I have weighed in a little on both sides of that argument but to me the real issue doesn't center on terminology but on the quiet growth of knowledge sharing and instant discussions that social media has allowed us in the military.
In every aspect of our business heated arguments and intellectual exchanges are occurring in numerous corners of the web. On the Small Wars Journal website (www.smallwarsjournal.com) the brainiacs are arguing over COIN strategy while on individual Facebook pages public affairs officers are robustly arguing over how best to address breaking news stories...as they occur.
In the Army there are a growing group of big thinking public affairs professionals finding their voices through social media tools and online outlets to cut through the chain-of-command and share tips and techniques across the globe.
For example, out in Korea a brigade PAO named MAJ Mike Nicholson has built a terrific blog and social media package called 46Alpha (www.46alpha.com and @46alpha) where he shares the best practices he has learned on social media with a huge number of like minded professionals.
Up at the Defense Information School a young Staff Sergeant named Joshua Salmons is leading the internet-based capabilities work and being featured in briefings, e-seminars and was published just last month in Federal Computer Week magazine discussing Facebook fan pages for military organizations.
Up in the Office of the Chief of Pubic Affairs, MG Kevin Bergner has created the Online and Social Media Division under the able leadership of LTC (P) Kevin Arata and his team of civilians and great contractors are dreaming up new ways to tell the Army story every day.

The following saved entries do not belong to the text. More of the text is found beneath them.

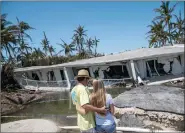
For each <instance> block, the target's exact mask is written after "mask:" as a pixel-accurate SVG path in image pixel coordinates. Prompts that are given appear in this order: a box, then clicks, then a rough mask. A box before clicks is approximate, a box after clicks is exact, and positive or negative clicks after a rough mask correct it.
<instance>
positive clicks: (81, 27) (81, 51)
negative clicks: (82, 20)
mask: <svg viewBox="0 0 185 133" xmlns="http://www.w3.org/2000/svg"><path fill="white" fill-rule="evenodd" d="M86 31H87V30H84V26H80V25H79V26H78V27H77V29H76V30H74V32H75V33H74V35H73V37H72V39H73V40H74V43H75V45H76V48H77V50H78V52H79V53H81V52H83V51H84V46H83V45H84V44H85V37H86V36H87V35H86V33H85V32H86Z"/></svg>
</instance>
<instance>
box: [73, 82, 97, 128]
mask: <svg viewBox="0 0 185 133" xmlns="http://www.w3.org/2000/svg"><path fill="white" fill-rule="evenodd" d="M89 95H90V93H89V90H88V89H86V88H85V86H83V85H81V84H79V85H77V86H75V87H74V88H73V89H72V91H71V97H72V100H73V104H74V105H76V104H78V105H80V106H83V105H85V104H89V103H90V99H89ZM77 125H78V126H79V128H80V130H88V129H91V128H94V127H95V121H94V115H93V112H88V113H87V114H85V115H82V114H80V113H79V112H78V111H77Z"/></svg>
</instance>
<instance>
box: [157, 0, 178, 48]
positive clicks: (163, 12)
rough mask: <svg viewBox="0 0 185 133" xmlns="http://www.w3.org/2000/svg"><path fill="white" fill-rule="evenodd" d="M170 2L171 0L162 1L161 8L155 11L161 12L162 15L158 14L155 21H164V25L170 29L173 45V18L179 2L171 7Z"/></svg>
mask: <svg viewBox="0 0 185 133" xmlns="http://www.w3.org/2000/svg"><path fill="white" fill-rule="evenodd" d="M169 4H170V2H169V1H162V4H161V6H160V8H156V9H154V11H155V12H158V13H159V14H160V16H157V17H155V18H154V21H155V20H160V21H161V22H163V23H164V25H165V26H166V27H167V29H168V35H169V42H170V44H171V45H173V44H172V37H171V29H172V27H171V18H172V16H173V11H174V9H175V7H176V5H177V3H176V4H175V5H174V6H173V7H172V8H170V7H169Z"/></svg>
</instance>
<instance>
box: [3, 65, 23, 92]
mask: <svg viewBox="0 0 185 133" xmlns="http://www.w3.org/2000/svg"><path fill="white" fill-rule="evenodd" d="M17 89H21V86H20V85H19V83H18V82H17V81H16V80H15V79H14V73H13V66H12V65H11V64H4V65H3V66H2V69H1V90H4V91H10V90H17Z"/></svg>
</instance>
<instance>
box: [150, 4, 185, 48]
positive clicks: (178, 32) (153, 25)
mask: <svg viewBox="0 0 185 133" xmlns="http://www.w3.org/2000/svg"><path fill="white" fill-rule="evenodd" d="M176 5H177V3H176V4H175V5H173V6H172V7H170V2H169V1H162V2H161V6H160V7H159V8H156V9H154V11H155V12H156V13H158V14H159V15H158V16H156V17H155V18H154V19H153V20H152V25H149V26H148V27H149V28H150V30H149V32H148V33H147V34H148V38H149V47H161V46H164V45H173V44H174V43H175V44H182V43H184V39H185V37H184V30H185V19H184V18H182V17H181V12H179V16H177V15H175V14H174V10H175V7H176ZM174 17H175V22H173V18H174Z"/></svg>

These voices from the field are finding a platform and conduit to their peers and outside agencies all because of this "virtual flattening" of the Army like never before.
A whole aspect of the idea of Government 2.0 is the ability to share knowledge across silos using these sophisticated new tools while also sharing needed information with the public. My advice for my peers is that if you plug into this world you can have a voice in the discussion too.
You don't have to sit in the field anymore and say to your buddies "geez...if I could call somebody in DC I would tell them...."
Blog it--tweet it-- share it now and you will be a better communicator and thinker.
P.S. I've been quiet on the blogging front this last two weeks as I retired from the Army and am now working at JANSON Communications as the Senior Director of Communications, Public Relations and Social Media. Which means I get to think about this stuff full time now. Which is really cool.